You've used ChatGPT, Gemini, or Claude. But what's actually happening inside? Large Language Models are frequently described as 'predicting the next word' — which is technically true but profoundly undersells what that actually means. Understanding the mechanism explains both their extraordinary capabilities and their fundamental limitations.
The transformer architecture
In 2017, Google researchers published 'Attention is All You Need' — one of the most cited papers in machine learning history. It introduced the transformer, the architecture behind every major LLM. The key innovation was the attention mechanism: instead of processing words sequentially (as earlier RNNs did), transformers process all words in a sentence simultaneously and learn which words should 'attend' to which others. 'The bank was steep' and 'I went to the bank' need to be understood differently — attention makes this possible by weighing word relationships across the entire context window. The eight researchers who wrote the paper have since founded or joined most of the major AI labs; the architecture they invented underlies GPT-4, Claude, Gemini, and every other frontier model.
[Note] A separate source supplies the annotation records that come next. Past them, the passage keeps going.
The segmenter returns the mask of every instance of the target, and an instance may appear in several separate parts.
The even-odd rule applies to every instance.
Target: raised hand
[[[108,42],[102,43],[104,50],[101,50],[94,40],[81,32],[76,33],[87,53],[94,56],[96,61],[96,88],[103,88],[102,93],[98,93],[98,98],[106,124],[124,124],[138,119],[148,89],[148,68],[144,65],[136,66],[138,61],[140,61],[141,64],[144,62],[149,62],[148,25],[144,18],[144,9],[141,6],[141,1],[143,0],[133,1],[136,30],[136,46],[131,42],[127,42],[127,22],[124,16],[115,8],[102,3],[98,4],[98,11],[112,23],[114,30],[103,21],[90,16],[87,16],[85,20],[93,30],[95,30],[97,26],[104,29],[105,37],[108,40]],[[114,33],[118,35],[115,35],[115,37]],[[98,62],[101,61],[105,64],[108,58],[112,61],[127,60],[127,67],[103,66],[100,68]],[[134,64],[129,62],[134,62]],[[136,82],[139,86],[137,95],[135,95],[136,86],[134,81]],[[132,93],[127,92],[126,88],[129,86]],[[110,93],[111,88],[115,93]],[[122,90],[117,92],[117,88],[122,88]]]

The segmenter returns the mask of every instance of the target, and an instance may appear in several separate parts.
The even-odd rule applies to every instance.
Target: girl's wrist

What 'training' actually means
Training an LLM involves exposing it to hundreds of billions of words from the internet, books, and code, and repeatedly asking it to predict the next token. Every time it gets a prediction wrong, the model's billions of parameters — the numerical weights determining its outputs — are adjusted slightly. After trillions of such adjustments, the model has implicitly encoded vast amounts of knowledge about language, facts, and reasoning. The result isn't a database of facts — it's a compressed statistical model of human language. OpenAI's GPT-4 has an estimated 1.8 trillion parameters, each a small number representing a learned relationship between concepts. The training compute for frontier models now costs hundreds of millions of dollars.
Why LLMs hallucinate
LLMs don't retrieve facts from a database — they generate plausible next tokens. This means they can produce confident-sounding text that is factually wrong, because 'sounds like what a correct answer would look like' is what they were trained to produce, not 'is verifiably true'. This isn't a bug to be fixed; it's an intrinsic property of the architecture. Researchers at DeepMind and elsewhere have demonstrated that hallucination rates decrease with model scale and with retrieval-augmented generation (RAG) — connecting the model to live databases of facts it can quote directly rather than generating from memory. But zero hallucination in a generative model is not achievable with current architectures.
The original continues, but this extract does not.